In the intervening years, Lurie has once again inaugurated a new field of inquiry by establishing the fundamental tenants of an area he calls dynamic materials. He says the key to understanding how static and dynamic materials differ is to look at how they relate to the environment around them. Static materials are closed systems that do not interact with the environment. To produce dynamic materials, Lurie says “you have to allow for the nonstop exchange of mass, momentum, and energy with the environment. The system is, in principle, open, thermodynamically.”

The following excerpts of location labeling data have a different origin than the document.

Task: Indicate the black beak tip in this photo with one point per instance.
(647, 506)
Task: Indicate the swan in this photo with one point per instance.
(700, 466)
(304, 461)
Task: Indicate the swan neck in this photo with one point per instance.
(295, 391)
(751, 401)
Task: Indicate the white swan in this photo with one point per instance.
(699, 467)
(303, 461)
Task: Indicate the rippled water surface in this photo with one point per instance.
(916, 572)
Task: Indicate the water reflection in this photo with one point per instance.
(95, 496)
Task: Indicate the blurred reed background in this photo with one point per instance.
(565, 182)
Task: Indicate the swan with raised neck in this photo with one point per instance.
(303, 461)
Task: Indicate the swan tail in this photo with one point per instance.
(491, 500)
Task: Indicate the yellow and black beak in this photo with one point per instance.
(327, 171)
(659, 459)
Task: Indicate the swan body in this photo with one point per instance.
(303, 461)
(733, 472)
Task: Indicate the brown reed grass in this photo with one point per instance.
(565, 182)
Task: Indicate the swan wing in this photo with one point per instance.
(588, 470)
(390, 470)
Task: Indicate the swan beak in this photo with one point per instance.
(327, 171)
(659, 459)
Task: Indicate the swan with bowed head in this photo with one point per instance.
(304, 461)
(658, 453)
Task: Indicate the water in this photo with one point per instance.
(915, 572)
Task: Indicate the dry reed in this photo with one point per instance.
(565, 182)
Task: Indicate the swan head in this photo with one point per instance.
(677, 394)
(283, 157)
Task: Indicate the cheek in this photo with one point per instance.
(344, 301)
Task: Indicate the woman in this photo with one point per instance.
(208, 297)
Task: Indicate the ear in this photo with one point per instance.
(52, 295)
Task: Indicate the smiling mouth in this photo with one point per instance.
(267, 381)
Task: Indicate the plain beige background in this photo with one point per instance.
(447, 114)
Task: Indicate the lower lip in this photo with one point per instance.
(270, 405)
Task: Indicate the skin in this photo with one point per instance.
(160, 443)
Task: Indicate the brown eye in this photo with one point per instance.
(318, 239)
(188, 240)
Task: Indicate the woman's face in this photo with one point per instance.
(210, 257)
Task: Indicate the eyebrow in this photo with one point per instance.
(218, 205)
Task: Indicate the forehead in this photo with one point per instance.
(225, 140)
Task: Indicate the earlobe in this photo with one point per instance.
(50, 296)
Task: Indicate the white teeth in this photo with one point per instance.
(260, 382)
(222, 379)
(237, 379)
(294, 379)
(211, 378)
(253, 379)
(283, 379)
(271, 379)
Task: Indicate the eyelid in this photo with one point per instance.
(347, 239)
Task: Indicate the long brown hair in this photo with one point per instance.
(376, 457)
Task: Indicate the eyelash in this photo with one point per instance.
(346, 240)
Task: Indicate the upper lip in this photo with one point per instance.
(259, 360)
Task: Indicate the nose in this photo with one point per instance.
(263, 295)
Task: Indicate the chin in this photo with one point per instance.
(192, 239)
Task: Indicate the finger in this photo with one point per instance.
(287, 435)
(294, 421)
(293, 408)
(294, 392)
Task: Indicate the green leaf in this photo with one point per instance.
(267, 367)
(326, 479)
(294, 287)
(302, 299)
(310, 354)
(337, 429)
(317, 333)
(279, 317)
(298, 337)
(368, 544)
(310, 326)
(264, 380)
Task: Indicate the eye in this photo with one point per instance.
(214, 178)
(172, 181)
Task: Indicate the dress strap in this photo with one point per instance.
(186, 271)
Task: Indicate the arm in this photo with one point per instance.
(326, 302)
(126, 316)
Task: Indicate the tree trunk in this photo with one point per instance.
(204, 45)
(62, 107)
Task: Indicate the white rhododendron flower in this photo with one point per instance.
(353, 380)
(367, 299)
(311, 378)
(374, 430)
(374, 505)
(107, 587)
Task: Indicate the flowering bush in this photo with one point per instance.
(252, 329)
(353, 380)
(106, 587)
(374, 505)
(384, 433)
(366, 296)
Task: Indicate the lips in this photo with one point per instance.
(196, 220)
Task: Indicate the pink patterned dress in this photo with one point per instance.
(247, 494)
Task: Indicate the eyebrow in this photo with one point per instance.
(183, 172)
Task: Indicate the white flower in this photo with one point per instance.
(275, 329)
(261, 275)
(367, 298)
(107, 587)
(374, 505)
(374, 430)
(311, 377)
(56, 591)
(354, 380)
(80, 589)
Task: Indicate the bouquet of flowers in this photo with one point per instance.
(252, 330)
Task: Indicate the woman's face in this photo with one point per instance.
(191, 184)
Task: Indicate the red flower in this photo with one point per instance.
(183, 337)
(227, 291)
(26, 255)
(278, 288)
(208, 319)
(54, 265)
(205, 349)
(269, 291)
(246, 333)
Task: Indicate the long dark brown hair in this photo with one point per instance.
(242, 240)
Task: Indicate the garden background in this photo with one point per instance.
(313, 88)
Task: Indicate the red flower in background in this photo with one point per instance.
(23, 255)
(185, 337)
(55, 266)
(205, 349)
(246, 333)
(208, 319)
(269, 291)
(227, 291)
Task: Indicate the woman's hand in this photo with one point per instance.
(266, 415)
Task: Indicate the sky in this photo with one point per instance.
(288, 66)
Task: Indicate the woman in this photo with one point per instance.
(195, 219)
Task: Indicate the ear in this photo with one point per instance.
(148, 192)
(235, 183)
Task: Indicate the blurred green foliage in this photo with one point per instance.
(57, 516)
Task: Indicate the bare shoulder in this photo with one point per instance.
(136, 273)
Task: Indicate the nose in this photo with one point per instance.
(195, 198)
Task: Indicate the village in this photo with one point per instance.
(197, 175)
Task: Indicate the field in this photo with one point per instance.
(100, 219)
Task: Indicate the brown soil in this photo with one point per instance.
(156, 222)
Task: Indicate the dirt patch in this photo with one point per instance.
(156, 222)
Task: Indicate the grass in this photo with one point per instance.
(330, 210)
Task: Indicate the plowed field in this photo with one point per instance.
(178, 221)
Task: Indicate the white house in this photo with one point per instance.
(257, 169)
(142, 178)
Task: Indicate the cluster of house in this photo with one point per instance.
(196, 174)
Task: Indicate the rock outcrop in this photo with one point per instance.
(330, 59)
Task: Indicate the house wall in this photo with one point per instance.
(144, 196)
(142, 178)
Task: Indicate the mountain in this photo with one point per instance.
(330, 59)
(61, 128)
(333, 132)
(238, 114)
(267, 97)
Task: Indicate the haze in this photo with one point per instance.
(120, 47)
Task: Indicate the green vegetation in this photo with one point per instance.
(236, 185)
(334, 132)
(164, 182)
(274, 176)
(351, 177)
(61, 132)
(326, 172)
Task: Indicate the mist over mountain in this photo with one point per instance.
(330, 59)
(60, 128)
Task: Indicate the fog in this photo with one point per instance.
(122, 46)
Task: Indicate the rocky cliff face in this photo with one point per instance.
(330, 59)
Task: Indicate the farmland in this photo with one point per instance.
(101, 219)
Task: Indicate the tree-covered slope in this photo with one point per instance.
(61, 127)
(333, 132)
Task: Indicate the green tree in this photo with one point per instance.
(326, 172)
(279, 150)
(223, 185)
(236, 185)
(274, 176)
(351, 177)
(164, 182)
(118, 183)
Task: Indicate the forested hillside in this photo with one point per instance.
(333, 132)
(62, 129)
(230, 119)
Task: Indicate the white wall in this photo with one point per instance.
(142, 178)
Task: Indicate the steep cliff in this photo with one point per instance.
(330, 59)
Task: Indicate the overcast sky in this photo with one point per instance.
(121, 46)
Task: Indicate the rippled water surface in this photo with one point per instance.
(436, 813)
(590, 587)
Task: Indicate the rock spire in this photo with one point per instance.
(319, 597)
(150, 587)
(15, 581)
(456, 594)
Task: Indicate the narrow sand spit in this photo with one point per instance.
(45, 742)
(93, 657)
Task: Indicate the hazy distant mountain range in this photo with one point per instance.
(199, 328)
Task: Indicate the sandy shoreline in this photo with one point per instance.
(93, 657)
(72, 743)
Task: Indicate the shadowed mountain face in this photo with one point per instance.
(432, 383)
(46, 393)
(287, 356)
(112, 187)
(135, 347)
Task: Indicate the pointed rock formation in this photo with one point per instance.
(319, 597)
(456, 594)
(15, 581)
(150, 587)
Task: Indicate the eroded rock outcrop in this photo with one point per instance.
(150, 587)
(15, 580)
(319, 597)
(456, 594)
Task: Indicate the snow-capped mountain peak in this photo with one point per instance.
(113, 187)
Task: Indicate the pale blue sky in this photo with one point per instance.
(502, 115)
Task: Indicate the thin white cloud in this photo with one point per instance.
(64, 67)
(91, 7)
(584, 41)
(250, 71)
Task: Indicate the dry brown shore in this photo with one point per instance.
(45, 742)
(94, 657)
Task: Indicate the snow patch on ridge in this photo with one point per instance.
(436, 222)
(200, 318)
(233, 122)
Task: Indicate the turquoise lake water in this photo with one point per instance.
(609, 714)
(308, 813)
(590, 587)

He says living organisms, which are perpetually exchanging mass and energy with the environment, are the only naturally occurring dynamic materials. There are a number of manmade examples, the simplest being a rocket. As a rocket burns its fuel, gasses are expelled from the nozzle and a force is applied to the rocket, propelling it skyward. Throughout its flight, mass, energy, and momentum are exchanged with the environment. “So a rocket is a real-world example of a dynamic material,” Lurie says. A particular aspect of dynamic materials is that, with the input of energy, they can temporally change their properties. “A dynamic material is not manufactured once for all,” Lurie notes. “Rather, it is brought into being and maintained because it is duly operated in space-time.”
He sketches out a simple example to demonstrate how one might go about creating a dynamic material. He notes that electrical engineers define a transmission line as a linear array of cells that have a specific inductance and capacitance. Now suppose, he says, that you could create a transmission line with a periodic array of alternating cells filled with immovable dielectrics characterized by two different sets of properties (properties 1 and 2)—in other word, you would have a static layout in which cells with properties 1 and 2 alternate in space. Now imagine that you could install a switch that would instantaneously "flip over" the inductance and capacitance of each cell by turning the cells with property 1 into those with property 2, and vice versa. At regular intervals, you activate the switch.
"Now," he says, "you have a dynamic material—a double-periodic array of materials in space and time, the so called checkerboard structure. An electromagnetic wave traveling through such a structure will, for certain ranges of the checkerboard structural parameters, accumulate energy supplied by an external agent at the moments of temporal switching.
"At the moments of temporal switching, this structure would turn the work applied by the external agent against the wave, adding to the wave's energy. The checkerboard supports nonstop energy pumping due to a proper arrangement of the traveling wave routes, accompanied by the simultaneous elimination of reflections," Lurie says. "It works like a laser, but based on entirely different physical principles. And this would be a robust system requiring no substantial frequency adjustment and implemented on either a macroscopic or microscopic scale."
"The effects produced by the spatial and temporal dependency of material properties go very far and very wide," he adds. "Very interesting effects emerge due to that."
How interesting? Lurie envisions a number of exotic materials that could become possible as dynamic formations built with an assist from leading-edge technology. One set of examples are the negative index materials, so called because they are characterized by negative refractive index. Such materials will be able to bend light or other electromagnetic energy around an object—in effect, rendering the object invisible. Other materials might actively respond to shock waves to prevent their penetration into a building or vehicle. Such a material could keep the occupants of a tank or personnel carrier safe from the blast of a roadside bomb.
"Dynamic materials will give designers many possibilities that would simply be unthinkable if they were limited to static materials," Lurie says. "We could see whole new classes of materials and materials that behave in ways that no one has ever seen before."